The workers from the Hyundai-LG battery plant in Georgia had been scheduled to leave on Wednesday on a plane chartered by South Korea.
But the flight was delayed over whether they should wear handcuffs as they were transported to the airport in Atlanta, South Korean President Lee Jae Myung said at a press conference in Seoul on Thursday. The chartered flight is now expected to depart Atlanta later on Thursday.
“The US wanted to handcuff our workers on their way to the airport, but we insisted that it should not be that way,” said Lee, adding that the flight was further delayed after “Trump’s order that those who don’t want to go back don’t have to”.
President Trump told US officials to “encourage” the workers arrested at the Georgia plant to continue working in the country and help train Americans, according to South Korean officials cited by the state-owned news agency Yonhap.
The decision not to handcuff the workers reflected the “deep bond” forged between Trump and South Korea President Lee Jae Myung at a summit in Washington last month, the officials told Yonhap.
Of the workers due to be transported to Seoul, 330 — among them 316 Koreans, 10 Chinese, three Japanese and one Indonesian national, according to Yonhap — chose to board the flight, with one South Korean choosing to remain in the US, they added.
The workers were arrested during a raid last week on the battery plant, a joint venture between Korean conglomerates Hyundai and LG. US Immigration and Customs Enforcement later released a video of workers in yellow vests shackled at the ankles, wrists and waist.

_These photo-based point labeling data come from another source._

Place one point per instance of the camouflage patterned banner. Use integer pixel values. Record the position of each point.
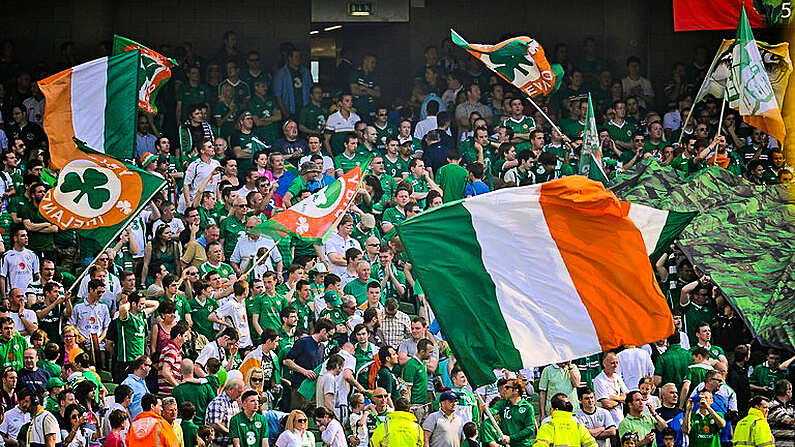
(744, 237)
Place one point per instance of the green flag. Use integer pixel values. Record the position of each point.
(154, 70)
(742, 237)
(99, 194)
(591, 152)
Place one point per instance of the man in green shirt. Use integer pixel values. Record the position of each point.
(672, 365)
(517, 416)
(415, 373)
(249, 428)
(271, 304)
(349, 158)
(703, 426)
(312, 119)
(452, 178)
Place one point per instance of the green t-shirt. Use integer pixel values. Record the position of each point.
(346, 163)
(200, 314)
(250, 432)
(313, 117)
(416, 374)
(269, 309)
(704, 430)
(452, 178)
(223, 269)
(132, 338)
(396, 168)
(231, 230)
(264, 108)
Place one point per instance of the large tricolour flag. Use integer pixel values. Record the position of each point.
(530, 276)
(94, 102)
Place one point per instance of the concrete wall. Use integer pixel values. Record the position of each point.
(621, 27)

Secretary of state Marco Rubio and his South Korean counterpart Cho Hyun had met on Wednesday.
After the talks, Cho said that Seoul had “secured assurances that they will face no problems re-entering the United States in the future to work”.
Cho added that he and Rubio had agreed to form a working group to explore the establishment of a working visa programme for South Korean nationals.

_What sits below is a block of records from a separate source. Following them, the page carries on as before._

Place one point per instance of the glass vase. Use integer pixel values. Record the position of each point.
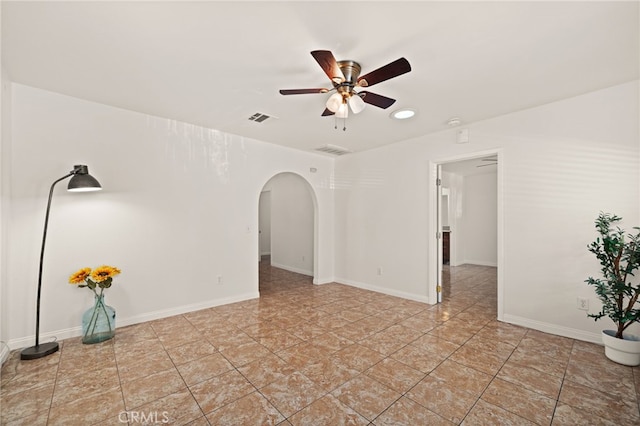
(98, 322)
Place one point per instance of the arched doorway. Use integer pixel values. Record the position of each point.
(287, 228)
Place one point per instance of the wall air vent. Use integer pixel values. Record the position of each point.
(333, 150)
(259, 117)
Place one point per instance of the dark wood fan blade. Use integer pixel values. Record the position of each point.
(377, 100)
(391, 70)
(301, 91)
(329, 65)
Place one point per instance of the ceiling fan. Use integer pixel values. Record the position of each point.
(345, 78)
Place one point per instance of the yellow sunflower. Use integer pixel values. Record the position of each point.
(104, 272)
(80, 276)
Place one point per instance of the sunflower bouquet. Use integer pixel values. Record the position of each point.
(99, 321)
(101, 277)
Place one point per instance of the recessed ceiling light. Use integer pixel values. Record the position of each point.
(454, 121)
(403, 114)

Korean companies are pouring tens of billions of dollars into building advanced manufacturing facilities in the US to produce chips, batteries and electric vehicles, with the bulk of the investment being made in Republican-majority states in the south and south-east.
Lee said that Korean companies expanding in the US “are dismayed by the situation”, and would be “more hesitant” about investing more in the country.
“Our workers are not there for permanent stay — they are needed to install equipment because there are no US workers [with the necessary skills] there,” said Lee. “This will have a significant impact on our investments in the US going forward.”
Trump wrote in a social media post following the raid that he encouraged foreign companies investing in the US to “LEGALLY bring your very smart people, with great technical talent, to build World Class products”.